This month, Nelson Barbosa (former Brazilian Minister of Finance under Dilma Rousseff and New School alumni, Economics Ph.D. in 2002) offered a series of lectures and conversations in the university. The Observatory on Latin America hosted him on December 11th, 2019, when he offered an eloquent analysis of Brazil’s recession of 2014-2016. According to Barbosa, this recession is key to make sense of the rise of the far-right in the country.
For Barbosa, this recession is caused by a mix of exogenous and endogenous causes where “bad luck, bad policy, and ugly politics” come into play. Under the exogenous causes, he mentioned global economic shocks and regional climate-related events. The main economic shock was the plummeting of the commodity price index, especially given Brazil’s economy sensibility to oil prices. In terms of climate, he referred to the 2014 drought affecting the country’s hydroelectric energy generation.
Following, he got into political economy specificities. After what is known as the 2003-2011“little miracle” (strong annual GDP growth and low average consumer inflation -for Latin American standards-), a series of economic policy mistakes were made in response to the crisis that followed. Among other measures and insider stories, he explained that investment in Petrobras is part of the set of economic policy instruments that the government manages. Barbosa explained: “Petrobras has the same size in the Brazilian economy as the military has in the US economy.”

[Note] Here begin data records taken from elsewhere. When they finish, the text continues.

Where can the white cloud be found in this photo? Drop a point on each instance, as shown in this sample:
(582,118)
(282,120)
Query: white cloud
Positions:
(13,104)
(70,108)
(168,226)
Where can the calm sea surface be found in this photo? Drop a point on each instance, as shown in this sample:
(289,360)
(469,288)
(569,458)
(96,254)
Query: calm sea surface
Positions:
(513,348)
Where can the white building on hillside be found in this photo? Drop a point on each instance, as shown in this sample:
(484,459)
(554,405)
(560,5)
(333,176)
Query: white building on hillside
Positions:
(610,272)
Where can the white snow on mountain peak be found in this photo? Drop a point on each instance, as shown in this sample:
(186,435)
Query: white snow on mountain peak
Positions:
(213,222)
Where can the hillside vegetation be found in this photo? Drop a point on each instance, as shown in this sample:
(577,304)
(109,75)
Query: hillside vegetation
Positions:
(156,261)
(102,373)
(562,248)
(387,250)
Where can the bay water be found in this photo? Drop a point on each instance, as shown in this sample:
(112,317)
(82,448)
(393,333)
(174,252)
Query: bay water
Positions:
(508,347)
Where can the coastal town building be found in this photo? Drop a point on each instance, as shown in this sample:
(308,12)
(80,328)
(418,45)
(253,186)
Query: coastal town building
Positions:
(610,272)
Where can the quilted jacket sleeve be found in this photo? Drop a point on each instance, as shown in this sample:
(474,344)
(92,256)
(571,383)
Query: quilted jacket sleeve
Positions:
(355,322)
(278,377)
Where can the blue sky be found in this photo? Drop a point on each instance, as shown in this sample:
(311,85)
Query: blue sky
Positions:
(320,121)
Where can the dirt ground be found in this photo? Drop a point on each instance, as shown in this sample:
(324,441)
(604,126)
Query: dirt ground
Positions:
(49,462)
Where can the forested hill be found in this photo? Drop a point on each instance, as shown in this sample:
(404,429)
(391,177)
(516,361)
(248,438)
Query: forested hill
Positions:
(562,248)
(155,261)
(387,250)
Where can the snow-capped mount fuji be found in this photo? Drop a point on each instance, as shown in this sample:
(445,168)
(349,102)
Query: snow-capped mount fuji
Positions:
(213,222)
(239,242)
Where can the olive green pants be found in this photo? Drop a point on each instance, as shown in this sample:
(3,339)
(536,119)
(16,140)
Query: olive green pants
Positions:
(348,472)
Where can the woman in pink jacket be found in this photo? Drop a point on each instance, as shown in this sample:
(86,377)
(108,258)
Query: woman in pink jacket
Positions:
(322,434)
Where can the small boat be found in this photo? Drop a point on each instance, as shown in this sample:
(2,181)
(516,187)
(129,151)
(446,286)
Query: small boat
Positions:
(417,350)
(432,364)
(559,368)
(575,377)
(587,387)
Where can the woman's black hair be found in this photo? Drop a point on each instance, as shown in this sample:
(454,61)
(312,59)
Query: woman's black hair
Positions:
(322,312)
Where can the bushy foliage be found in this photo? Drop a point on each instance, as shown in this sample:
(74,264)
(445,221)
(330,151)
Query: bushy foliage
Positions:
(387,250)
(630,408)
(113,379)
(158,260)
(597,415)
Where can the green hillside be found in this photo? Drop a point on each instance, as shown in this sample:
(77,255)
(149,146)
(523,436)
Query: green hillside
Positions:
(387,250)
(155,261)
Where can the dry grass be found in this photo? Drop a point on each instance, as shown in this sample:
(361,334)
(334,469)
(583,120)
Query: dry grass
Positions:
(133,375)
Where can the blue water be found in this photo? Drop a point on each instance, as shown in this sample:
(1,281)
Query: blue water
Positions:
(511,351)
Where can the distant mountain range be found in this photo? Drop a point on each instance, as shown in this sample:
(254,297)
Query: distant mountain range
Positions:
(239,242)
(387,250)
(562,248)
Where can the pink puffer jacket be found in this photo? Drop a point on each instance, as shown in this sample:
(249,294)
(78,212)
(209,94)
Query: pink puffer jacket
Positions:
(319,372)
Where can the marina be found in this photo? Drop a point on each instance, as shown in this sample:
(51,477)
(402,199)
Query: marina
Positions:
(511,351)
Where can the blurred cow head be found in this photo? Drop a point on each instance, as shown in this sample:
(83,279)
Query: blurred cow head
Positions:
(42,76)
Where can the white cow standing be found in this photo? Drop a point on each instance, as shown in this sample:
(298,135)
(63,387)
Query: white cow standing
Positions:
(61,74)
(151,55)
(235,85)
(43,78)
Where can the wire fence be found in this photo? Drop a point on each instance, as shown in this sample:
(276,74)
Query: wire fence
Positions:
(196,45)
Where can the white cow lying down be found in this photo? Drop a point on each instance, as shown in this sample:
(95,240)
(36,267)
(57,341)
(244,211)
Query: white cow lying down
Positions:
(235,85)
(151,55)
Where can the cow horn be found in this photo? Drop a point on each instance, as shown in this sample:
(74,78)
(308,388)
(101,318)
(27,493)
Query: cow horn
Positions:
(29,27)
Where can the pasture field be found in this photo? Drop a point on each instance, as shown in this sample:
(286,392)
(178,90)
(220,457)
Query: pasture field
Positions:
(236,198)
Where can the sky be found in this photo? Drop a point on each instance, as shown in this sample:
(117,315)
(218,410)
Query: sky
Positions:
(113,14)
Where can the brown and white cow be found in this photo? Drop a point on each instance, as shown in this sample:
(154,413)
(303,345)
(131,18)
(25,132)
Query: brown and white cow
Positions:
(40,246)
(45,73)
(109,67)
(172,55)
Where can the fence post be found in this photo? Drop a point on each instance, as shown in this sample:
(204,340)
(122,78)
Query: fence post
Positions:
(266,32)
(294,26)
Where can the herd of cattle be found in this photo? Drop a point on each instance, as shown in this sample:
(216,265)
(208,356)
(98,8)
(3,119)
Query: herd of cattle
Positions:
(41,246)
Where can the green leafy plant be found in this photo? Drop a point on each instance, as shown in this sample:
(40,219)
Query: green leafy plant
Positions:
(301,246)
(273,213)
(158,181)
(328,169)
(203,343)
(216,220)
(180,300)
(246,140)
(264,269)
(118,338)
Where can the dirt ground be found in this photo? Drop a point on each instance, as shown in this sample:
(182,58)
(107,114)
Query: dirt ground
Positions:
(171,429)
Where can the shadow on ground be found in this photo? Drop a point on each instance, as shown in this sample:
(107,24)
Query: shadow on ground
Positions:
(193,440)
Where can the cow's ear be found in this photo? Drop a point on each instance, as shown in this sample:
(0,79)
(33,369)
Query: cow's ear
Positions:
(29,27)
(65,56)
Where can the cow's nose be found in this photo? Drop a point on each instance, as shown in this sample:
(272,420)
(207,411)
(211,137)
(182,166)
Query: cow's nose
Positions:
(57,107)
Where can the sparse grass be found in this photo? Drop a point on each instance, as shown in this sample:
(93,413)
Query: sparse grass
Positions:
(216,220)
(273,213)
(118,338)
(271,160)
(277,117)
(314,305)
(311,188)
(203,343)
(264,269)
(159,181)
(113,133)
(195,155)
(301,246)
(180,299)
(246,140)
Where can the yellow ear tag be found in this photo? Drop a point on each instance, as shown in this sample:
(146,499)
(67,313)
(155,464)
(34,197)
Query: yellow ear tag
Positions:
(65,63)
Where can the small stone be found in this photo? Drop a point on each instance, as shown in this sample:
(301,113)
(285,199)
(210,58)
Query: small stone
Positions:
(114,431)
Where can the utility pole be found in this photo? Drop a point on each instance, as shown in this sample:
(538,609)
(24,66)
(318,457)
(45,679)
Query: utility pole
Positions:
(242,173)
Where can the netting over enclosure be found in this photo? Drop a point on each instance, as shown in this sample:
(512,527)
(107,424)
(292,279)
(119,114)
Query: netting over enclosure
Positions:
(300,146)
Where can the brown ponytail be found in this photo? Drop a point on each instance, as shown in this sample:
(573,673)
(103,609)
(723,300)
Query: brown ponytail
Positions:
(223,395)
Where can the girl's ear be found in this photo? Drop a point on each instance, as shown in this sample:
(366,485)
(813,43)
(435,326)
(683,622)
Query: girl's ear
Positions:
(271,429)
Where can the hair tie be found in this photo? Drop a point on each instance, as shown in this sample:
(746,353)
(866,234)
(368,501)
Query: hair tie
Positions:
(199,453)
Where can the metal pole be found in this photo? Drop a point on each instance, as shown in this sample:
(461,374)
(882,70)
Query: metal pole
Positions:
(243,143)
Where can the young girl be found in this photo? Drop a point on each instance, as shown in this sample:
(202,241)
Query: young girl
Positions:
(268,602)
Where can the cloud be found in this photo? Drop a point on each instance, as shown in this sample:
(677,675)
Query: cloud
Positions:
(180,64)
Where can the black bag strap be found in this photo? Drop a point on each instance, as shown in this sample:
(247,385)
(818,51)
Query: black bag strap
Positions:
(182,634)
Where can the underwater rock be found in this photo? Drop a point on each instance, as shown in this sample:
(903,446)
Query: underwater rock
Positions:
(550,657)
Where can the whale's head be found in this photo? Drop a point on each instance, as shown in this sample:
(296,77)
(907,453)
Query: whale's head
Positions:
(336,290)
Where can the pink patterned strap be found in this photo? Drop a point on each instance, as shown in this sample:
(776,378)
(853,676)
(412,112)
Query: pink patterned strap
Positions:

Barbosa insisted there is a continuous judicial loop in the Carwash Operation’s ongoing investigations, making the process institutionally inefficient. Taking part in this are far too many instances: independent and federal prosecutors, the federal comptroller, the congressional auditing authority, the antitrust authority, the central bank, among others. Some have capitalized politically of this inefficiency, because “Who [does not] want to be a superhero against corrupt politicians?” There is also evidence of illegal procedures in the investigations. This is what he refers to as “ugly politics”: partisan obstructions, impeachment without a crime, imprisonment for an “indeterminate act of office”, double standards in the judicial system, and “a clear bias against the left” in the media. Political polarization is also evident in the hollowing of the center at the house of representatives, where the far-right indisputably rose. Bolsonaro’s is an executive cabinet that embraces a “law and order” approach, a Pinochet-styled economic model, a reduction in the social safety net, and that continuously threats democratic institutions.
Despite high unemployment and high informality, Brazil’s economy can expect to grow in 2020. Whether the growth will be fast or slow it is unclear. If the growth is fast, it will bring economic recovery for a few and localized social tensions. If the growth is slow, economic stagnation will be more generalized. Whatever the scenario, inequality will keep on rising, assures Barbosa.